William Barr thinks China is stealing American technology. Can the U.S. halt the exchange of knowledge?

February 15, 2020
in Washington Post/Monkey Cage

Photo: An employee works in the Huawei Technologies customer service center in Brussels. (Geert Vanden Wijngaert/Bloomberg)


The United States is pushing back on Chinese access to U.S. technology: On Thursday, federal prosecutors filed racketeering and conspiracy charges against Huawei, a Chinese company that has long been on the U.S. government’s radar. Last week, Attorney General William P. Barr said the Chinese “are attempting to capture the benefit of our free society by the outright stealing of our technology.”

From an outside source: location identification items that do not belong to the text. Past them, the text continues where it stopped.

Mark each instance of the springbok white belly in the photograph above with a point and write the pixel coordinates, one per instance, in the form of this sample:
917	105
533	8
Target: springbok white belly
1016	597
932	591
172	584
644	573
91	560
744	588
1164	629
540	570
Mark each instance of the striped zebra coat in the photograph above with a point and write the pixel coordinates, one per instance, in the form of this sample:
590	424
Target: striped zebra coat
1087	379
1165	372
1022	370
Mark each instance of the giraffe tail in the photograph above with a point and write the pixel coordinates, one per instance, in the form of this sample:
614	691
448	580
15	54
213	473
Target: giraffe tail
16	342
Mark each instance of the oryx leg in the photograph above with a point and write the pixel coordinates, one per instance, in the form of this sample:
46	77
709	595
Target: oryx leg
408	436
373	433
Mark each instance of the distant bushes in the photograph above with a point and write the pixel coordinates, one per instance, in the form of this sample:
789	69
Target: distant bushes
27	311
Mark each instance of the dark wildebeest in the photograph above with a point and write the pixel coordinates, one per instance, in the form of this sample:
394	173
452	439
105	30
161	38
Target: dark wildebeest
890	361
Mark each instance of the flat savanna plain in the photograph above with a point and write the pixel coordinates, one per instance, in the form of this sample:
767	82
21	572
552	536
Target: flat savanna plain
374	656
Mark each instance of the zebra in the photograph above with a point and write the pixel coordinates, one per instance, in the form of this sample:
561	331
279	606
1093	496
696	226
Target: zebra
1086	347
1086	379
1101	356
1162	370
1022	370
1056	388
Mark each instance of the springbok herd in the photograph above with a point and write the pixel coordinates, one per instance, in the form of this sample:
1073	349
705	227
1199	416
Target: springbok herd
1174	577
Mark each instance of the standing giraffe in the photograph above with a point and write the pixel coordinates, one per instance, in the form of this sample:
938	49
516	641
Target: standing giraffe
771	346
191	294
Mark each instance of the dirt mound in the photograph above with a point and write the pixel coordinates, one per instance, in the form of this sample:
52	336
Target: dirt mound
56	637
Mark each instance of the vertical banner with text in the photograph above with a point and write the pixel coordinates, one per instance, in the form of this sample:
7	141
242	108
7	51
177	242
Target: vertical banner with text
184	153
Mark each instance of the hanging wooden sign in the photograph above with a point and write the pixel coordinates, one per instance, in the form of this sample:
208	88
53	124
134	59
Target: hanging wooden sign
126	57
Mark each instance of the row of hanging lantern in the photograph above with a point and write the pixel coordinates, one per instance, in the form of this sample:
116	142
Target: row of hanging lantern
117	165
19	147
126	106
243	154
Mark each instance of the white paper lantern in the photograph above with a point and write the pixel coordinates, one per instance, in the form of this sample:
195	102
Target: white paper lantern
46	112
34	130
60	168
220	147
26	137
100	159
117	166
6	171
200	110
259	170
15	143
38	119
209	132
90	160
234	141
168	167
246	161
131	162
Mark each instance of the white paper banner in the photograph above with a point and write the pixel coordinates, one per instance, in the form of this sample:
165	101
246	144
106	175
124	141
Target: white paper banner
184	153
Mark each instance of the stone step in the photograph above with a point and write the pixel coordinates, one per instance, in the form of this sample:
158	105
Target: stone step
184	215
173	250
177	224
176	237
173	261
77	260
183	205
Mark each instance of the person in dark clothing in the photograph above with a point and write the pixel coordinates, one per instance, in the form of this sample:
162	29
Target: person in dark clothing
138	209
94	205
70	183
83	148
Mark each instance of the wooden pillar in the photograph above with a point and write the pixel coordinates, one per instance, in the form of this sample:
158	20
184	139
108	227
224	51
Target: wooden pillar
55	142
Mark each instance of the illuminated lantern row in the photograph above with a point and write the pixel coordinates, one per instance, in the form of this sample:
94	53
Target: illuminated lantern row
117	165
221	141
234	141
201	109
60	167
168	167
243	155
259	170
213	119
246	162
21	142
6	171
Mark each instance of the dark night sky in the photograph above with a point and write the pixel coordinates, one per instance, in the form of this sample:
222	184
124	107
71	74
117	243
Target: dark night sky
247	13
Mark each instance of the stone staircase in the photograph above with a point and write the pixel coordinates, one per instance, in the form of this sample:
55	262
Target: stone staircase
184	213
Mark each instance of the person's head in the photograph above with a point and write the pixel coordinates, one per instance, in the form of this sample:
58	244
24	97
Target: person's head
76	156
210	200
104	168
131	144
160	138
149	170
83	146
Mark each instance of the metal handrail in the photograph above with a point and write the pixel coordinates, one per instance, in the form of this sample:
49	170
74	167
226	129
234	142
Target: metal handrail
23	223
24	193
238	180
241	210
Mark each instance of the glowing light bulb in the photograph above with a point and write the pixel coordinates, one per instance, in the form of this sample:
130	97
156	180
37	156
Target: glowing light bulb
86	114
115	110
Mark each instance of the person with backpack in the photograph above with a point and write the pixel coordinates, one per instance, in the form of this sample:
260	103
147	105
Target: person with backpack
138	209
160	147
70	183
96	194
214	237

On Feb. 6, FBI Director Christopher A. Wray said, “no country poses a greater threat than Communist China” as he announced close to a thousand investigations into possible Chinese theft of technology involving U.S. companies, universities and a number of research scientists.


Does this heated rhetoric capture what’s really happening between China and the United States? Here’s what you need to know.


Knowledge travels in different ways


It’s important to distinguish among three different ways in which technological knowledge moves between the United States and China. The first mode — as Barr’s statement emphasizes — involves direct theft of U.S. technology by Chinese firms or agents. This can include industrial espionage, or duplicating and using technology without legally licensing it. This is why many U.S. firms see the defense of intellectual property rights as vital — and central to U.S. trade policy.


The second tech transfer mode comes via a kind of hard-edge industrial policy. China has long required many of the foreign firms entering Chinese markets to form joint ventures or otherwise share their technology with Chinese subsidiaries.


On top of that, the Chinese government provides large subsidies for technological development that may give its firms global market advantages. Barr complains about Beijing’s Made in China 2025 plan, for instance, calling it “a sustained, highly coordinated campaign to replace the United States as the dominant technological superpower.”